Parleremo
Anche quest’anno, come da più di vent’anni, siamo ritornati nel piccolo paese in mezzo a quei boschi il cui destino, da secoli, è quello di segnare precari e ostinati confini tra imperi, repubbliche o regni che la storia ha via via travolto senza cancellare i solchi che li hanno divisi. Ma stavolta, ad accoglierci per alcuni giorni nella locanda all’orlo della foresta, c’è soltanto Ida. Lui, Toni – il marito, l’oste, il padrone – è morto pochi mesi fa, a un’età peraltro rispettabile come quella degli alberi intorno alla casa. Ida saluta, mostra la solita stanza, racconta della morte di Toni e di altri cambiamenti avvenuti negli ultimi dodici mesi.
Dopo un po’, mi accorgo che la conversazione è più lunga di tutte quelle avute con lei negli anni passati. Anzi, è la prima volta che parla veramente con noi. Le altre volte salutava, preparava la stanza e spariva, per riapparire soltanto all’ora dei pasti, con i piatti in mano. Nel frattempo aveva tagliato e raccolto la legna, spazzato il pavimento, lavato e stirato la biancheria, nutrito le galline e i conigli, steso le lenzuola ad asciugare, apparecchiata la tavola; spesso era anche scesa al paese vicino, a fare la spesa. Dopo i pasti, sparecchiava, diceva una o due parole e spariva in cucina a lavare i piatti. Non raccontava mai alcuna vicenda né esprimeva opinioni.

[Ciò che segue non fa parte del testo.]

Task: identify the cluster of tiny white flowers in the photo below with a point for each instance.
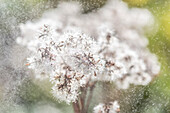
(71, 48)
(132, 68)
(111, 107)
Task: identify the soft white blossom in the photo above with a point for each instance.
(71, 48)
(111, 107)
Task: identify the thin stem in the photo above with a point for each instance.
(92, 86)
(76, 107)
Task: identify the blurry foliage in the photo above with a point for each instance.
(154, 98)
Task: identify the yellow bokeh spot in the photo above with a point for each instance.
(136, 2)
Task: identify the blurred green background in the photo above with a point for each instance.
(154, 98)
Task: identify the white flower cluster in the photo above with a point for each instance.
(111, 107)
(114, 51)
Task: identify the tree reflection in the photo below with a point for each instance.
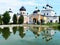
(21, 32)
(47, 34)
(0, 30)
(14, 30)
(5, 32)
(36, 31)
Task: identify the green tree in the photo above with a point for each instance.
(6, 17)
(59, 19)
(5, 32)
(14, 19)
(21, 19)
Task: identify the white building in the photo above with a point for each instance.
(23, 12)
(50, 14)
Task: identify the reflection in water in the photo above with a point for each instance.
(0, 30)
(21, 32)
(14, 30)
(5, 32)
(46, 33)
(36, 31)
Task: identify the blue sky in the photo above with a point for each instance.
(28, 4)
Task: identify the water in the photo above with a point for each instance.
(29, 36)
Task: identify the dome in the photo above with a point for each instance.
(22, 9)
(36, 11)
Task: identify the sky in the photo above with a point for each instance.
(30, 5)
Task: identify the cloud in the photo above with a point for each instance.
(14, 4)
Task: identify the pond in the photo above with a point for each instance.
(29, 36)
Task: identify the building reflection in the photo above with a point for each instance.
(21, 32)
(14, 30)
(47, 34)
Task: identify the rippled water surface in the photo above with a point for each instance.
(29, 36)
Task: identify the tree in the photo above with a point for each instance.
(6, 17)
(21, 19)
(14, 19)
(59, 19)
(0, 20)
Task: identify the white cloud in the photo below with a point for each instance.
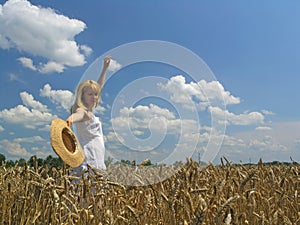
(41, 32)
(29, 118)
(267, 112)
(33, 139)
(114, 65)
(14, 149)
(201, 94)
(230, 118)
(63, 98)
(86, 49)
(29, 101)
(14, 77)
(51, 66)
(25, 147)
(263, 128)
(27, 62)
(149, 128)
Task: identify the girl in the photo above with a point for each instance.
(88, 126)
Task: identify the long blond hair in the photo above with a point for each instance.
(79, 94)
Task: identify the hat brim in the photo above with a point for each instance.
(65, 143)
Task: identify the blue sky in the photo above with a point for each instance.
(251, 50)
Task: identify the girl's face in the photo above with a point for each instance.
(89, 97)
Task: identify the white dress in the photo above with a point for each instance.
(90, 136)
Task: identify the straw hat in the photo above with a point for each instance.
(65, 143)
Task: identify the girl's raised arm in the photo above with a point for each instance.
(103, 73)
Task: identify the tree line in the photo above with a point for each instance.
(51, 161)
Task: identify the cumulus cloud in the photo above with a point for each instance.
(27, 62)
(14, 77)
(41, 32)
(86, 49)
(29, 118)
(23, 147)
(144, 128)
(29, 101)
(263, 128)
(202, 94)
(14, 149)
(230, 118)
(63, 98)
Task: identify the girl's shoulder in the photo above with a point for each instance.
(86, 114)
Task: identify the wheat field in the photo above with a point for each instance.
(188, 194)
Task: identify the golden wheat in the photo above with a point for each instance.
(177, 194)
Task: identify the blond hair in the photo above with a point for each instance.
(79, 94)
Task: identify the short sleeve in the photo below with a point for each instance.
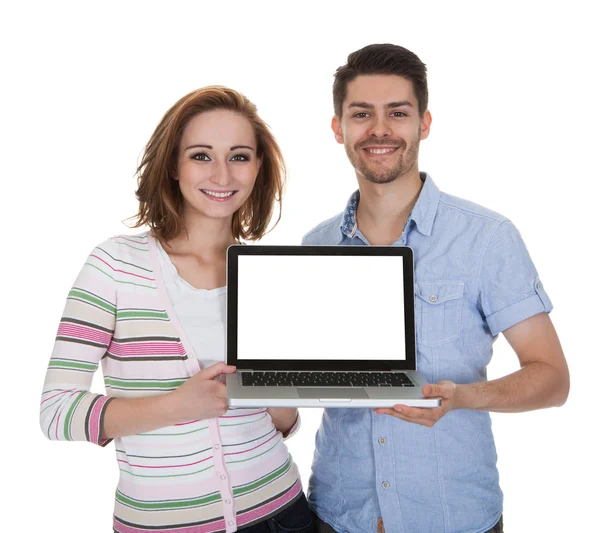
(510, 288)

Era lui, Toni – il cui unico compito era quello di versare ogni tanto un bicchiere di vino, al bar, a qualche occasionale e raro avventore di passaggio – a parlare, a dire la sua, a narrare con sanguigna e intelligente concretezza. Raccontava del servizio militare ai tempi del fascismo, in Abruzzo, del ritorno a piedi dopo l’8 settembre, della guerra partigiana nei boschi; commentava la politica locale e mondiale. Nelle sue parole c’erano destini e volti di persone, idee e convinzioni, immagini delle trasformazioni epocali cui aveva assistito, passivo ma consapevole, da più di tre quarti di secolo. Sapevo cosa aveva fatto e dove era stato, cosa pensava della politica, dell’universo e del Padreterno.

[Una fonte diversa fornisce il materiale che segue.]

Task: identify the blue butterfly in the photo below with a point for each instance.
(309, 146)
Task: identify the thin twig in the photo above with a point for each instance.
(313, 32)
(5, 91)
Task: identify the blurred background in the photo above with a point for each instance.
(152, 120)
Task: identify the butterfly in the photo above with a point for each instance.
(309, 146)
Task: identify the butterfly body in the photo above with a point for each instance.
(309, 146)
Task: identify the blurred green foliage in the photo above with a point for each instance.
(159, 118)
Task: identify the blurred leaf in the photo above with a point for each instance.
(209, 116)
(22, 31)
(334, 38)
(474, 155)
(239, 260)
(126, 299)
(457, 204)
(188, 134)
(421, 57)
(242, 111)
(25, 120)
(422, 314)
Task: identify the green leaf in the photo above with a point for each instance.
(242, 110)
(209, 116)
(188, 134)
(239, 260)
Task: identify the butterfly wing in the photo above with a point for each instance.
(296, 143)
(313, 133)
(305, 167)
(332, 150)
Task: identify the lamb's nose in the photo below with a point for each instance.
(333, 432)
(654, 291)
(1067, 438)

Di Ida non sapevo quasi nulla; a lei non era mai venuto in mente di dirci la sua sull’universo né a noi di chiederglielo. Ora invece, di colpo, con la morte del marito Ida era divenuta un soggetto, un interlocutore, un’autorità, una persona con cui fare i conti. Si rivolgeva a noi con la familiarità di sempre ma non più in poche, necessarie parole, bensì sciolta e loquace. Era vissuta contenta col suo uomo, con lei gentile e affettuoso, ma nella sua ombra. Ora quest’ombra non c’era più e anche lei era visibile nella luce del giorno. Era sinceramente triste per la morte del suo Toni, ma quella morte le aveva dato un’indipendenza, una dignità prima ignote a lei stessa. La sua condizione contadina non le aveva offerto quelle possibilità di rivalsa spesso godute dalle donne nel tradizionale matrimonio borghese ora andato più o meno in pezzi, quella tirannia esercitata sull’uomo nei dettagli quotidiani che non conferisce alla donna reale autonomia, bensì quell’avvilente potere che talora i servi hanno sui padroni, senza per questo cessare di essere servi – il maschio, in quel caso, resta sultano, anche se ridotto a poco a poco a eunuco, rassegnato a consolarsi ingozzandosi di cibo.
Ida non avrebbe avuto nemmeno la possibilità di queste rivalse che degradano sia chi le pone in atto sia chi le subisce. Non è stata una serva padrona, ovvero un’arpia; è stata solo una schiava e ha perciò conservato l’oscura dignità degli schiavi, della sottomissione patita per necessità e senza isteria, degli animali costretti al giogo e dei soldati costretti a marciare, indistinguibili gli uni dagli altri e tanto meno banali degli ufficiali che urlano loro degli ordini. Ora Ida ha tutta la dignità della responsabilità. È lei che gestisce quella locanda e la sua vita; è lei che, come tutti gli uomini liberi, ha cose da dire. Parleremo, dice, una di queste sere parleremo.